No dia seguinte lá estava ele na casa de nossos conterrâneos para bebericar e petiscar ao som suave de “Baton na cueca”. Como não entendia nada, adorava o ritmo. Talvez por que combinava com sua dança. Beberam e dançaram muito. Não, o erro do nosso parisiense não foi ter conhecido e festejado com nossos brasucas. Seu erro sim foi ter conferido o bilhete da mega-sena acumulada que ele comprou para ajudar um “ceguinho” que lhe oferecera na manhã anterior.
Claro que foi um ato de nacionalidade extrema, nenhum tupiniquim aceitaria que um francesinho qualquer saísse daqui com uma quantia tão alta para gastar em praias espanholas ou em carros alemães. De súbito, sem pestanejar, os dois saltaram sobre o turista que teve tempo de dizer uma só palavra; fudeu!!!

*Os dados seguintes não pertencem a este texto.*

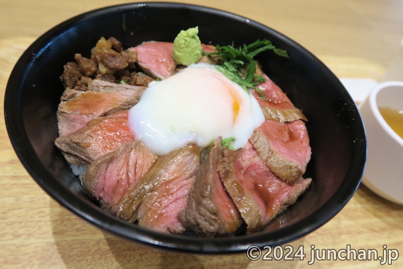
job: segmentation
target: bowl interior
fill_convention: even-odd
[[[175,20],[170,18],[175,18]],[[102,210],[83,192],[54,146],[56,112],[63,91],[63,66],[75,53],[89,57],[101,36],[124,47],[143,41],[173,41],[181,30],[197,26],[202,42],[236,46],[267,38],[290,59],[270,52],[257,60],[266,74],[308,119],[312,158],[304,177],[310,188],[265,228],[252,234],[197,239],[165,235],[121,221]],[[179,251],[230,253],[250,244],[283,244],[329,221],[358,187],[366,141],[359,113],[334,75],[316,58],[276,31],[221,11],[178,4],[131,4],[79,15],[55,27],[23,55],[10,76],[5,100],[9,136],[22,164],[38,184],[63,206],[90,223],[126,239]]]

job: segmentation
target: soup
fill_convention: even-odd
[[[390,107],[379,107],[379,112],[390,128],[403,138],[403,110]]]

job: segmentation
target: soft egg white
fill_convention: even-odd
[[[219,135],[243,147],[264,121],[253,95],[207,64],[150,83],[128,114],[135,138],[157,155],[190,142],[206,147]]]

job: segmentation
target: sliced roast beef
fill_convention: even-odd
[[[260,93],[252,91],[261,107],[264,117],[280,122],[292,122],[297,120],[306,121],[302,112],[294,106],[291,101],[282,89],[265,74],[261,75],[265,80],[256,85],[264,93],[263,100]]]
[[[178,214],[187,204],[200,166],[200,148],[190,143],[160,156],[132,188],[116,215],[162,232],[184,231]]]
[[[122,90],[131,90],[139,92],[141,95],[146,88],[144,86],[133,86],[125,84],[114,83],[102,80],[101,79],[94,79],[91,81],[88,87],[88,90],[95,91],[113,92]]]
[[[187,206],[179,213],[186,230],[207,237],[234,232],[243,222],[217,172],[222,149],[219,137],[196,175]]]
[[[128,111],[91,120],[83,127],[58,137],[55,144],[69,163],[88,166],[95,159],[135,140]]]
[[[132,86],[121,89],[116,85],[116,90],[110,91],[65,90],[57,112],[59,136],[77,131],[98,117],[129,109],[139,102],[146,88]]]
[[[129,49],[138,52],[137,63],[145,72],[163,79],[173,75],[176,66],[172,57],[173,46],[171,42],[151,41]]]
[[[92,163],[81,179],[83,186],[104,210],[114,214],[157,158],[139,140],[126,143]]]
[[[295,184],[305,172],[311,151],[302,121],[266,120],[255,129],[250,141],[272,171],[290,184]]]
[[[311,181],[301,179],[292,186],[282,180],[264,164],[250,142],[244,148],[224,149],[218,169],[248,233],[264,227],[295,203]]]

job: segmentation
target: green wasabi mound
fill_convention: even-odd
[[[198,28],[182,30],[173,41],[172,57],[176,63],[189,66],[202,58],[202,47],[197,36]]]

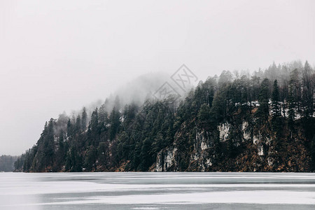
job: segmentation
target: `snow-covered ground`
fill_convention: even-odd
[[[0,209],[315,209],[307,173],[0,173]]]

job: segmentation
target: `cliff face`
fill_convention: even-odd
[[[279,83],[266,78],[269,74],[233,79],[225,71],[200,83],[181,102],[170,95],[141,106],[122,106],[115,98],[90,117],[85,108],[76,118],[60,115],[46,122],[15,169],[314,171],[315,72],[309,67],[306,64],[290,76],[284,68]],[[272,76],[281,69],[276,70]]]
[[[182,131],[181,131],[182,132]],[[153,172],[182,171],[181,157],[183,154],[178,150],[178,136],[176,134],[174,142],[162,150],[157,155]],[[239,138],[231,139],[232,132],[239,132]],[[220,124],[217,130],[210,133],[204,130],[199,130],[193,142],[193,150],[190,153],[190,158],[186,171],[237,171],[237,172],[307,172],[309,168],[309,154],[304,144],[304,137],[299,136],[288,141],[287,153],[279,154],[274,149],[276,138],[270,137],[271,130],[258,130],[255,134],[249,127],[249,123],[243,121],[241,124],[232,125],[228,122]],[[261,133],[265,134],[265,136]],[[218,139],[221,146],[228,145],[232,141],[237,154],[229,156],[224,153],[220,154],[214,146],[216,138]],[[301,139],[299,139],[301,138]],[[221,155],[221,157],[220,157]],[[284,156],[281,156],[284,155]],[[280,157],[279,157],[280,156]],[[279,164],[279,162],[281,163]]]

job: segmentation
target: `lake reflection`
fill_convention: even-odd
[[[310,173],[0,173],[0,209],[314,209]]]

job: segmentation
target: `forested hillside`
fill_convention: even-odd
[[[13,172],[14,162],[18,160],[18,156],[1,155],[0,156],[0,172]]]
[[[224,71],[179,102],[108,99],[50,119],[15,170],[314,171],[314,81],[307,62],[274,63]]]

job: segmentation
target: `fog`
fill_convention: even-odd
[[[93,106],[128,83],[132,89],[144,74],[167,78],[186,64],[204,80],[273,61],[314,64],[314,8],[284,0],[1,1],[0,155],[20,155],[50,118]]]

No dia seguinte, cedo, a esposa caminhou até o banco. Trêmula, encantoou o gerente e lhe disse em voz baixa que havia tirado o prêmio máximo. Ele rapidamente levou-a para uma sala privada. Tudo parecia correr bem, ela já conseguia ver as notas que brilhavam em sua mão. “Compramos um iate, afogamos o branquelo em alto mar e pronto. Talvez ganhemos até uma medalha inglesa por tal bravia atitude.” – lembrou das palavras do marido.
-Onde foi mesmo que a senhora comprou o bilhete?
-Como assim.
-Como assim o que?
-Onde comprei? E isso importa?
-Olha se importa eu não sei, mas são normas que devemos cumprir. Até para saber a propriedade real do ganhador. Algum problema?
-É... sim. Quer dizer, não. Não sei...
-Não sabe onde comprou o bilhete?
-Sei, quer dizer, não sei se sei...

Fora o bastante. É claro que o gerente estava blefando, mas em menos de meia hora a frota foi chamada e o quarteirão fechado. Jornalistas brotavam como moto-táxi em dia de greve de transporte urbano. Curiosos rodeavam e as notas iam se esfarinhando no pensamento da dama.
Quatro horas de negociação e ele saiu pela porta da frente. Rápidamente os soldados passaram por ele e entraram correndo dentro da casa trazendo algemado o francês que tentava inutilmente dizer algo.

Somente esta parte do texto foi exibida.